The most current and up to date version of xEdit can be found here. Current discussion forum here.
There are two ways to use Tes4edit. You can leave it as it is working with the Oblivion directory and move Nehrim mods over to the Oblivion data directory for cleaning and examining, or you can change the directory it examines with Tes4Gecko as described here.
I've just figured out a bit of a hack to make TES4Edit work with Nehrim, the only problem being that you can't use TES4Edit to work with mods in Oblivion's and Nehrim's data directories at the same time.
First, you need TES4Gecko installed and working. Then again, if you're porting mods from Oblivion to Nehrim, you should probably already have it since TES4Gecko, IMHO, is the safest way of changing the master list of a plugin.
Next, open TES4Gecko then click on the button that says "Set Directory". You will then get the option of choosing a new data directory, navigate to Nehrim's "Data" folder and make that the new directory. Once that is done, TES4Edit should show you a list of mods in Nehrim's directory instead of Oblivion's. Once you are finished, open TES4Gecko again and change the Data folder back to Oblivion's one.

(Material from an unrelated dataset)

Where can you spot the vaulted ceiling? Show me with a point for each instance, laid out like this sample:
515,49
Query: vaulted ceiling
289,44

As described here the CS can work with Nehrim:
Many try to open the Nehrim Files with the TES-CS from the Oblivion-Directory. But this is false! The two files NehrimData.esp + Nehrim.esm are just placeholders with zero content. You have to proceed differently to modding Nehrim. You need these two files from your Oblivion-Directory (I'm assuming, that you have the latest "TES-CS_vers.1.2.404" installed): TESConstructionSet.exe ssce5432.dll Copy this into the Nehrim Directory: Nehrim\TESConstructionSet.exe Nehrim\ssce5432.dll Now you can modding Nehrim with the TESConstructionSet.exe from the Nehrim-Directory. Attention! The file NehrimData.esp should not to be loaded. It is not needed for modding and may later cause unnecessary troubles. Please only upload Nehrim.esm!
BOSS version 2.3.0 is nerhim compatible and it will download the Nehrim Masterlist when you run the BOSS update. This masterlist is a separate list from Oblivion.
BOSS for Nehrim thread - please take questions and topics about BOSS and Nehrim to that thread.
If you receive an error downloading the master list you can review the solution Here. I was able to get it working just installing the quick fix from the windows site. Some people may need to make a registry key.
LOOT v0.15.1 is nerhim compatible and it will download the Nehrim Masterlist when you run the BOSS update. This masterlist is a separate list from Oblivion.
The more complex issues
Here things become much more complex and if any section is going to be updated it is likely this one either because I got something wrong or there is an update. I'm not perfect and I do make mistakes and certainly this has stretched my understanding of the game, so just let me know what I did wrong.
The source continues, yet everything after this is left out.